“Sir Turn left … no right…..no …no… no… go straight…..” screamed Aravind shuttling his eyeballs between the streets and the map in the 4 inch screen of the iPhone. “Is it right right or left?” asked Dr. Ajith without loosing his temper amid the hullabaloo of the city. “Left sir… left” replied Aravind having full faith in the ‘master of all gadgets.’ Our car turned left and suddenly there echoed a heavy interpellating whistle that slowed down our Mitsubishi. A man in white came with a book in his hand and a peevish laugh on his face. Ka jaana he… patha nai ye onn way he?
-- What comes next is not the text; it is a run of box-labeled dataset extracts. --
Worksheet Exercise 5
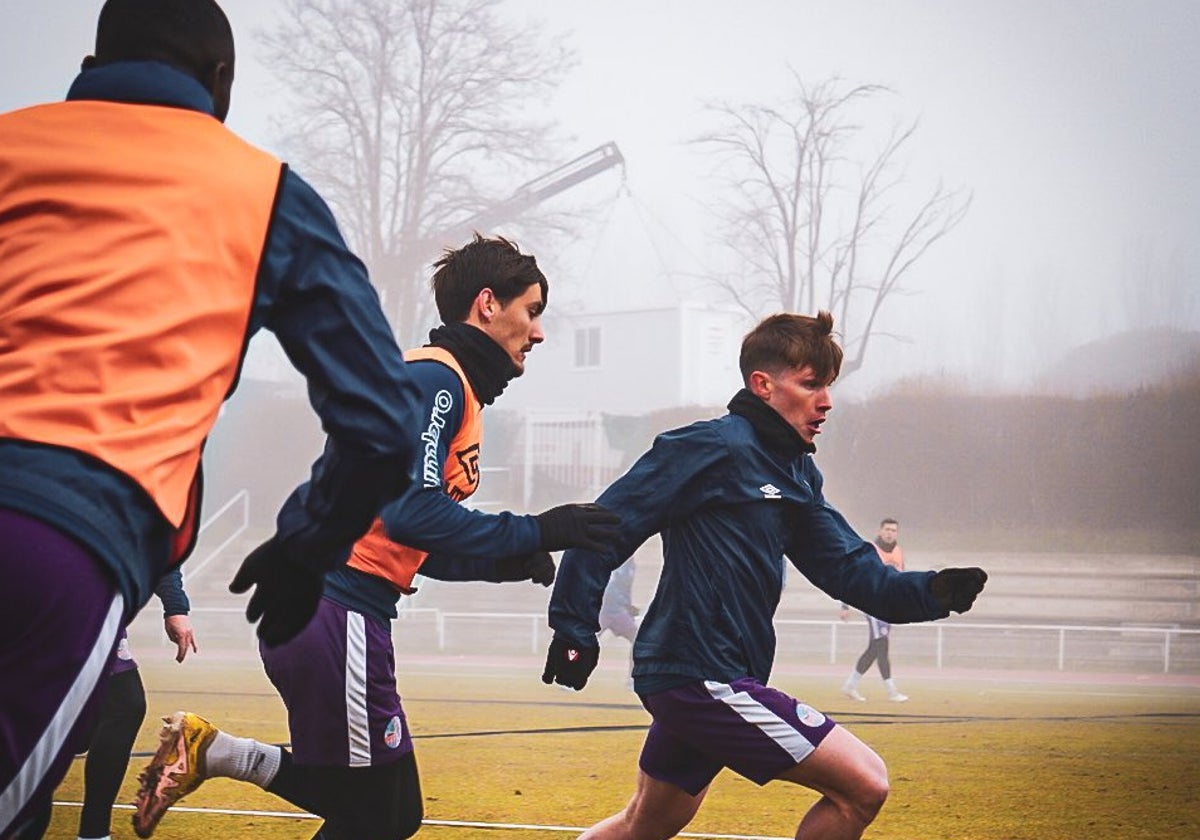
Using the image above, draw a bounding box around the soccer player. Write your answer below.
[0,0,432,840]
[841,518,908,703]
[542,312,986,840]
[133,235,617,840]
[599,557,641,688]
[78,569,197,840]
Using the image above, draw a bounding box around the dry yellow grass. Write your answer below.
[48,650,1200,840]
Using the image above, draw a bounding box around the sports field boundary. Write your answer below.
[54,800,792,840]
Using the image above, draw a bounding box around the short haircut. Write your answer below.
[96,0,234,77]
[738,311,841,384]
[431,233,550,324]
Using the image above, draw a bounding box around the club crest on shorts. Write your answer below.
[383,715,404,750]
[796,703,826,727]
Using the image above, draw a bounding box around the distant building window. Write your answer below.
[575,326,600,367]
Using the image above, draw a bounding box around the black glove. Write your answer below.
[929,568,988,612]
[534,503,620,551]
[229,536,325,647]
[541,638,600,691]
[496,551,554,587]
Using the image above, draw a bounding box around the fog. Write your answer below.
[0,0,1200,657]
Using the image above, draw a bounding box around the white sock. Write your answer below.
[204,732,283,790]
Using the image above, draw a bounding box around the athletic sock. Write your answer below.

Oopss… We looked around, there was no sign boards explaining the trap. Some roads in the city become one-way either in the morning or afternoon. The map doesn’t have such information in its database. Dr. Ajith and Dr. P.K. (my teacher and the renowned critic/writer/journalist of Malayalam Dr. P.K. Rajasekharan, thanks to these two great personalities, had it not been for their benevolence this trip wouldn’t have even come to our dreams) accompanied the policeman to the nearby police station while Aravind and I shared the backseat of the car.
Trams – the cheapest mode of traveling in Kolkata
I tried to catch those rare moments in my camera through the rear window of the car. Suddenly something crawled towards our car blocking my view. Since my camera was in full zoom I couldn’t make what that beast was through the viewfinder. The beast stopped just behind our car and a man came out of that beast looking at the direction of the police station. The beast was a breakdown van and the driver was waiting for the orders to chain our car. Both of us jumped out of the car hurriedly. I couldn’t think of anything else other than that gut-busting image of the car hanging from a tree in the movie Gods Must Be Crazy.
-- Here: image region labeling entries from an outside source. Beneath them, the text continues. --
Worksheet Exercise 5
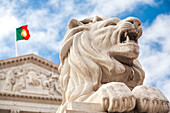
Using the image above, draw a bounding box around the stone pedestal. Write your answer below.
[66,102,138,113]
[66,102,107,113]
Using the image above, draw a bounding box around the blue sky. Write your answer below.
[0,0,170,100]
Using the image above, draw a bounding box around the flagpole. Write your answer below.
[15,32,18,57]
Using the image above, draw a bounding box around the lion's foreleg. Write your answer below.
[86,82,136,112]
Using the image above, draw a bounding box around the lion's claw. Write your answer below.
[98,82,136,112]
[132,86,170,113]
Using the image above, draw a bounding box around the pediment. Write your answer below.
[0,54,62,98]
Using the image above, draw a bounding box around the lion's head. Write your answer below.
[59,17,144,112]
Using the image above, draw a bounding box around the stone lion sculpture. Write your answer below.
[57,16,169,113]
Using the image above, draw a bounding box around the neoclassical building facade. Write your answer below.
[0,54,62,113]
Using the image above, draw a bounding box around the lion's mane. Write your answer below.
[58,17,144,113]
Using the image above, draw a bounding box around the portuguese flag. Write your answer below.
[16,25,30,41]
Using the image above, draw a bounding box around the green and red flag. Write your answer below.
[16,25,30,41]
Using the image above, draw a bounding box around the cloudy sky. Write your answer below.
[0,0,170,100]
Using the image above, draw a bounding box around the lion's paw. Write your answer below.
[98,82,136,112]
[132,86,170,113]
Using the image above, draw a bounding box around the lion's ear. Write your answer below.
[68,19,83,29]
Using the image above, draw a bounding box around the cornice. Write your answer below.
[0,54,58,70]
[0,91,62,102]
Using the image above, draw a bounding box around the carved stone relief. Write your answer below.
[0,63,62,96]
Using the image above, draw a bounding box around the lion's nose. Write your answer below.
[126,17,141,28]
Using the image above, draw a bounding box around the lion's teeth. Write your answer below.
[124,31,127,37]
[126,36,130,42]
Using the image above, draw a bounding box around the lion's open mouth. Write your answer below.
[120,29,140,43]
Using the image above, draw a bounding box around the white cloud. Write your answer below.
[140,14,170,100]
[83,0,155,17]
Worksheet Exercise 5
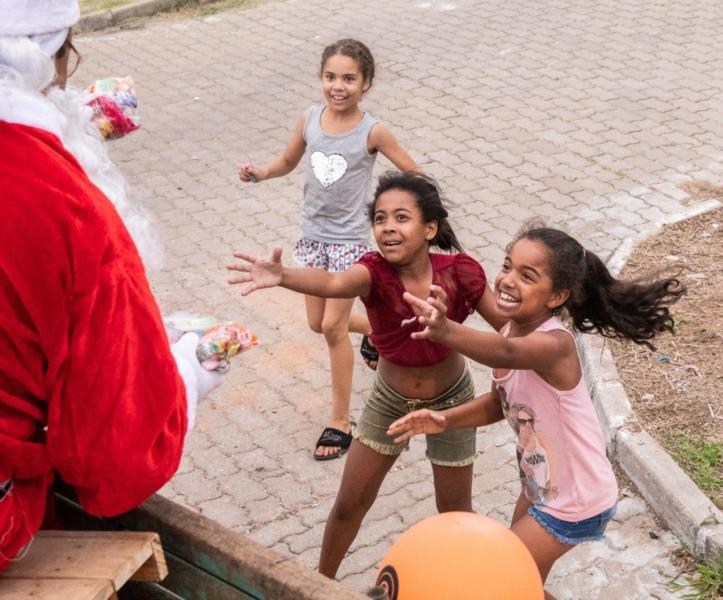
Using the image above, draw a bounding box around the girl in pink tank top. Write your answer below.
[387,227,685,599]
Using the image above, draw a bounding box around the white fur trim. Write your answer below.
[30,29,70,56]
[0,0,80,36]
[0,86,63,142]
[171,344,198,432]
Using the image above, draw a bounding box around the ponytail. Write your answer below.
[520,227,686,349]
[369,171,462,252]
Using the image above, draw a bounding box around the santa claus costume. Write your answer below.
[0,0,218,570]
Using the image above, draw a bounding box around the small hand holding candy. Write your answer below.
[238,162,266,183]
[403,285,448,341]
[226,246,283,296]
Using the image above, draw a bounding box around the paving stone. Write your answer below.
[74,0,723,600]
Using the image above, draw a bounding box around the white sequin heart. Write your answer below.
[311,150,347,187]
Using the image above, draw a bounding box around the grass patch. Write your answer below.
[670,435,723,508]
[671,558,723,600]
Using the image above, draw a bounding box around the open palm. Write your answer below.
[226,246,283,296]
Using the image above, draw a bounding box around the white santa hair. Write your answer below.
[0,0,163,269]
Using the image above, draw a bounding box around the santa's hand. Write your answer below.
[226,246,283,296]
[403,285,448,341]
[387,408,447,444]
[171,332,223,431]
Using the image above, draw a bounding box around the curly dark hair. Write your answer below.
[513,226,686,349]
[369,171,462,252]
[319,38,374,87]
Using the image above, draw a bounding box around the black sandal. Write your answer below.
[314,427,352,460]
[359,335,379,371]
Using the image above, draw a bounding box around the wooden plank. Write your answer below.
[36,529,168,581]
[131,533,168,581]
[53,487,371,600]
[0,578,115,600]
[0,531,158,589]
[113,494,368,600]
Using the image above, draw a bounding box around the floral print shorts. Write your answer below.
[294,238,372,273]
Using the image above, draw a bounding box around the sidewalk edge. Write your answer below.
[78,0,214,33]
[577,200,723,562]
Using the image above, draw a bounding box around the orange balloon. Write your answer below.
[376,512,545,600]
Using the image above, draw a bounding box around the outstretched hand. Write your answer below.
[387,408,447,444]
[238,163,266,183]
[226,246,283,296]
[403,285,447,341]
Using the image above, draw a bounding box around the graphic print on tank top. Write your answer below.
[311,150,349,188]
[497,387,557,506]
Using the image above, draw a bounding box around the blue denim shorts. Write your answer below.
[527,503,618,545]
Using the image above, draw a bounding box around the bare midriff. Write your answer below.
[377,352,465,400]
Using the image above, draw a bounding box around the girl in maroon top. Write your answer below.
[228,172,502,577]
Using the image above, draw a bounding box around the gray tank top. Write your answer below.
[300,106,377,244]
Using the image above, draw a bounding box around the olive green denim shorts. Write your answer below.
[352,369,477,467]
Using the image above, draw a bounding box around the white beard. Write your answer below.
[0,37,163,269]
[46,87,163,269]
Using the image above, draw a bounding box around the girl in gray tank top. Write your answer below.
[239,39,419,460]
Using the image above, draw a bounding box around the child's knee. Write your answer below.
[306,317,324,333]
[321,320,349,343]
[331,494,374,522]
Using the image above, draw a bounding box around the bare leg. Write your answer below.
[316,298,354,456]
[319,440,397,579]
[432,464,474,513]
[510,494,575,600]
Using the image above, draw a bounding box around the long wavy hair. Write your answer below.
[513,227,686,349]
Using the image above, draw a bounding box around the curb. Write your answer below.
[577,200,723,563]
[73,0,216,33]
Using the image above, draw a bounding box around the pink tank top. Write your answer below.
[492,317,618,521]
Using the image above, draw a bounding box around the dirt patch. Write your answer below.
[610,200,723,503]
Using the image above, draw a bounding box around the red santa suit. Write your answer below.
[0,120,187,570]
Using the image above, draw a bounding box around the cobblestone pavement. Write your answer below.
[76,0,723,599]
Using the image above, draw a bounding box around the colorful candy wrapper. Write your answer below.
[86,77,140,140]
[196,322,258,373]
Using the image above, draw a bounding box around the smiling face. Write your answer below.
[495,238,570,325]
[372,188,437,265]
[321,54,369,112]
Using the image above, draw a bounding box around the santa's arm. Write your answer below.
[48,200,192,515]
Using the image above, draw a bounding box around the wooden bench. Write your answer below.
[0,531,168,600]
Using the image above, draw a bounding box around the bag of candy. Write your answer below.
[196,322,259,373]
[86,77,140,140]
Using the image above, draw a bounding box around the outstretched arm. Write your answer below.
[387,384,504,444]
[368,123,422,171]
[404,285,575,371]
[238,111,308,183]
[475,288,507,331]
[226,246,371,298]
That was how we were welcomed by the city of Kolkata. A city that has a personality, a city where history enjoys its uninterrupted sleep, where past settles in every nook and cranny. For a boy who has spent most of his life in the small villages and towns of Kerala this city was really an exciting experience.
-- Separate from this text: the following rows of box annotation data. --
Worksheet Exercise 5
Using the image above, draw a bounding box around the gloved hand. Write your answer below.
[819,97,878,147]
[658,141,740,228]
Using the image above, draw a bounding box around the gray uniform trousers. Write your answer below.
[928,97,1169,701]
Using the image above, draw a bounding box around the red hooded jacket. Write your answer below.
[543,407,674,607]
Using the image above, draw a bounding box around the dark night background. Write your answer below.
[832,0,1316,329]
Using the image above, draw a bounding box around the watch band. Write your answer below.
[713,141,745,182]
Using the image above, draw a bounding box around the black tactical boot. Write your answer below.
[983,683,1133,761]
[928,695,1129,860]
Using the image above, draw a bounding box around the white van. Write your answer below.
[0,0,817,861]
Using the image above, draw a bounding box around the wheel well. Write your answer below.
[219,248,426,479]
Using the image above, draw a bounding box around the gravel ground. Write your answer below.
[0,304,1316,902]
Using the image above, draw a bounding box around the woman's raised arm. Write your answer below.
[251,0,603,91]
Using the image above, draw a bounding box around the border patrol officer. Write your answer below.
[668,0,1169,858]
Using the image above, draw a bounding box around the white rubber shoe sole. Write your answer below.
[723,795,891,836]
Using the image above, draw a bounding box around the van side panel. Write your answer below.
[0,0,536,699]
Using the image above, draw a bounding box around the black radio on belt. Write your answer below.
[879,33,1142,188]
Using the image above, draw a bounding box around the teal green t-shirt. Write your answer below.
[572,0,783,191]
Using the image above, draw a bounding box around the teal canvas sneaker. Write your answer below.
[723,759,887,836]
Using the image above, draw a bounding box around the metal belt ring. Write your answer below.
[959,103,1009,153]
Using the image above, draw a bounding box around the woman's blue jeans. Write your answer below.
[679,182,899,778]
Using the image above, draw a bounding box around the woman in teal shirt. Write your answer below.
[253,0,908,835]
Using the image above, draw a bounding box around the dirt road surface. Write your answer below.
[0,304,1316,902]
As soon as you step in to the Kolkata city a strange feel of antiquity will embrace you. Here everything has an antique aura. The city with its centuries-old heritage buildings and dust painted facades carrying the memories of colonial occupation, the symbiotic relationship that grew between the antediluvian parapets and small trees, broken window glasses, old red walls everything pulls you some two centuries back in the timeline.
The Parkstreet, Kalighat, Takur Badi… the city is brimming with life and looks like a medley of colours and sounds. Here life never comes to a standstill, except for the noisy impasse created by the traffic jams. Roads have long forgotten those remarkable moments of silence. They are thickly populated with yellow taxi cabs and the wonderful cab drivers who believe that it is set for them to press and hold their thumb on the horn whenever they take the wheels. May be this is the way they overcome their existential crisis on the roads leaving us on a neurasthenic crisis.
Then comes the rickshaw pullers with their agonizing areee bhayyeeee call that resonate the streets and swathe their faces with a primitive helplessness.
Victoria Memorial Hall – the imposing structure in Kolkata
Thanks to Bimal Roy, I knew their story even before coming here. Watching them pulling the rickshaw I was confirmed that the casting of Balraj Sahni in the lead role of Do Bigha Zamin was a perfect move, for none in the Bollywood of that time had the physique of a rickshaw puller. I admire Shahni a lot as an actor, amid the stars and superstars (especially the Kapoor and Kumar) of 50s and 60s he was a genuine artist with an excellent mastery on his profession.
Another essential element that adds to the personality of this city is the tram. They are the funniest thing we met in Kolkata.
Tram looked to me like an old man from a prehistoric period who accidentally slipped from his trees to the clamor of a city. When he comes creeping with an earsplitting blare every one clears the road with much disgust and aversion.
Not just these appalling yet nostalgic rushes, the city preserves its past in quite a few other monumental edifices. We have the Victoria Memorial in its Indo-Saracenic style, the National Museum, St. Paul’s Cathedral, Howra Bridge… the list never ends.
Even after coming back to our rooms we could feel the past muscling in to our mindscapes furtively. Now that was Kokata for me after the first day of our trip. The story is not over but I don’t want to tell all of it in a single blog. Hope I will get time to come back and mull over more on those rushes.